Gauge: 3ft 6in (1.07m)
Collection Objects
In 1799 a tramway linking the Rivers Severn and Wye was first considered to serve the industrial area of the Forest of Dean. It was not until 1809 that the Lydney and Lydbrook Railway was secured by Act of Parliament. The tramway opened to traffic in June 1810 allowing coal and iron ore to be easily moved and enhancing the developments at Lydbrook, whose riverside wharf became a major transhipment point. The tramway operated as a rail turnpike, tolls per wagon/mile being paid by users. In the same year the company name was changed by Act of Parliament to The Severn and Wye Railway and Canal Company.
Within a year the financial problems that plagued the S&W throughout its life began. Capital was insufficient to complete the development of Lydney Habour. Another Act was passed to increase share capital. Nevertheless by 1813 the Company was over £15,000 in debt. During the next twenty years traffic on the tramway increased but the Company spent considerable amounts of money blocking new rival lines into the Forest.
The Dean Forest Mines Act of 1838 changed working practices in the Forest. The Severn and Wye Company came under pressure to improve the tramway service. At the same time the rival Forest of Dean Railway Company planned to construct a line to the Severn. The plan was dropped after the Severn and Wye Railway contested it.

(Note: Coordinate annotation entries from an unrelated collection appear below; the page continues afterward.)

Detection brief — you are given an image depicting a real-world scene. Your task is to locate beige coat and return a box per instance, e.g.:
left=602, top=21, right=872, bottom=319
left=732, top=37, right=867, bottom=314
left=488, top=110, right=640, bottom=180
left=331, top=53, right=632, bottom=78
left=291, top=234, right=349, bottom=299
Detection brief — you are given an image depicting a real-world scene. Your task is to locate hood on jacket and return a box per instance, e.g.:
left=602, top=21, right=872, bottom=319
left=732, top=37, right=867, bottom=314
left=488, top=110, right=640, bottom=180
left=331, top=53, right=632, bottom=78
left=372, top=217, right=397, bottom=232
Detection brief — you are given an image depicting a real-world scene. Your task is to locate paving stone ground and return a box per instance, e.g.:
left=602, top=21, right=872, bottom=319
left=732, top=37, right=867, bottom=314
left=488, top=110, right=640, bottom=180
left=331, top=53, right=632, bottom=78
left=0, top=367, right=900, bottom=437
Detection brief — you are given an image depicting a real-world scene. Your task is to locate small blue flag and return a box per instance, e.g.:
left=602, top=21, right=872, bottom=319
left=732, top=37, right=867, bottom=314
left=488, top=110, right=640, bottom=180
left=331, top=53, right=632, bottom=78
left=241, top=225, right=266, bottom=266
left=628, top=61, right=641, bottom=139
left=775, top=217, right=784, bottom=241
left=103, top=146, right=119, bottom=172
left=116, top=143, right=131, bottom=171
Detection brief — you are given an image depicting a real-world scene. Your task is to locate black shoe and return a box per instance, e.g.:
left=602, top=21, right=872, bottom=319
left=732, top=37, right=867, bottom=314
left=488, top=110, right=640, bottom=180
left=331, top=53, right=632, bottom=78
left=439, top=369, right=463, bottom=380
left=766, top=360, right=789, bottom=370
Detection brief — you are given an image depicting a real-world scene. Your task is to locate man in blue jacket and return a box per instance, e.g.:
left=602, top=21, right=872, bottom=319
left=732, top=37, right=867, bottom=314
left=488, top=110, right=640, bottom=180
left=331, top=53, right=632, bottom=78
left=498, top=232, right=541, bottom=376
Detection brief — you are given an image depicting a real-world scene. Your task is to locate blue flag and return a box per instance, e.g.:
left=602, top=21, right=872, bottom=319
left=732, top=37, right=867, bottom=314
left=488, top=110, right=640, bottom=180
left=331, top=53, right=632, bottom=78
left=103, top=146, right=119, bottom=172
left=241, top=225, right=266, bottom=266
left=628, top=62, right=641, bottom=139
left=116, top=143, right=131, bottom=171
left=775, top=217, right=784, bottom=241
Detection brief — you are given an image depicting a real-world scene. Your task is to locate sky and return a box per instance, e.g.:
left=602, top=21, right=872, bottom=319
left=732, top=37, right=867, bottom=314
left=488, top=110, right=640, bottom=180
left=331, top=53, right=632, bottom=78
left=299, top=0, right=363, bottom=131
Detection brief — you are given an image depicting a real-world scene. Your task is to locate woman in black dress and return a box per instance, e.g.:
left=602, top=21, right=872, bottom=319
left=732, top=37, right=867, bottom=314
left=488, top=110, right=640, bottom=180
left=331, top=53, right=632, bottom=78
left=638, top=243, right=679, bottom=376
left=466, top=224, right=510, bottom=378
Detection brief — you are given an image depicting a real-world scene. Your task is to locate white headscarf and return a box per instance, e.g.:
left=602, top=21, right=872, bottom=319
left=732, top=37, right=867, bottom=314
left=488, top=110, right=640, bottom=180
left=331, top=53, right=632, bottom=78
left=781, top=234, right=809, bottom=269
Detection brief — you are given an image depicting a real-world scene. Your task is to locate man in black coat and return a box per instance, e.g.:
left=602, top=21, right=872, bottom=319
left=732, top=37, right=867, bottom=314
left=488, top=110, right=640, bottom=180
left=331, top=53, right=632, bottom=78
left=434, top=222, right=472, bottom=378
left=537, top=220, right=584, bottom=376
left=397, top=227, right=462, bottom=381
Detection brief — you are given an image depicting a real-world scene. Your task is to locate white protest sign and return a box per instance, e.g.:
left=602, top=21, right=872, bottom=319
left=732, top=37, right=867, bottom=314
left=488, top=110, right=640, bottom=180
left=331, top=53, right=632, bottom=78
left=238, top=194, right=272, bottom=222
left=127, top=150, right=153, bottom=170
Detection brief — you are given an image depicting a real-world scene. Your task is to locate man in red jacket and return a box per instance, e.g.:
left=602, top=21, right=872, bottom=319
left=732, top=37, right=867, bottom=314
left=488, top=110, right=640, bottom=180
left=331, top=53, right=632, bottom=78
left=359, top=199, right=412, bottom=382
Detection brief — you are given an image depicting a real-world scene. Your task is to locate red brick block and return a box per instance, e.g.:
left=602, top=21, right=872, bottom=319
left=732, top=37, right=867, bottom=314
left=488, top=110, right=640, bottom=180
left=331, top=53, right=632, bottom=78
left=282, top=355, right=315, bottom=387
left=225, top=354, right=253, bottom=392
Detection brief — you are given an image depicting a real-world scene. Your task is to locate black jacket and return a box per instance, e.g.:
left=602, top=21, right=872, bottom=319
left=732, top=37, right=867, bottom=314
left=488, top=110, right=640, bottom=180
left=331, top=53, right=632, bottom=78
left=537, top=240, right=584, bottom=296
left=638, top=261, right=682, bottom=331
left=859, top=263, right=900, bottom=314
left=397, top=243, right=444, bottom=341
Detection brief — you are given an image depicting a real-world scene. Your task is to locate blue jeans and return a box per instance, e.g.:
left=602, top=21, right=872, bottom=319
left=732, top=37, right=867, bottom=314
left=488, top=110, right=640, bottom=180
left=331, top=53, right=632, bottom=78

The South Wales Railway Company applied to purchase the tramway in 1846 to build a new line alongside it. The Severn and Wye agreed in principle, but a selling price could not be agreed. The following year the Severn and Wye attempted to block the South Wales Railway Company’s conversion of the Forest of Dean tramroad to an edged railway. The plan went ahead, but the S&W gained a concession of £15,000 to assist its conversion to a broad gauge railway. The South Wales line opened in September 1851. The interchange facilities at Lydney served only to highlight the differences between the two lines.
Proposals to convert the South Wales line and the tramway to a single broad-gauge line were submitted. A condition of approval was that the S&W allow a central line into the Forest to be built independently of them. The S&W objected and negotiations ceased.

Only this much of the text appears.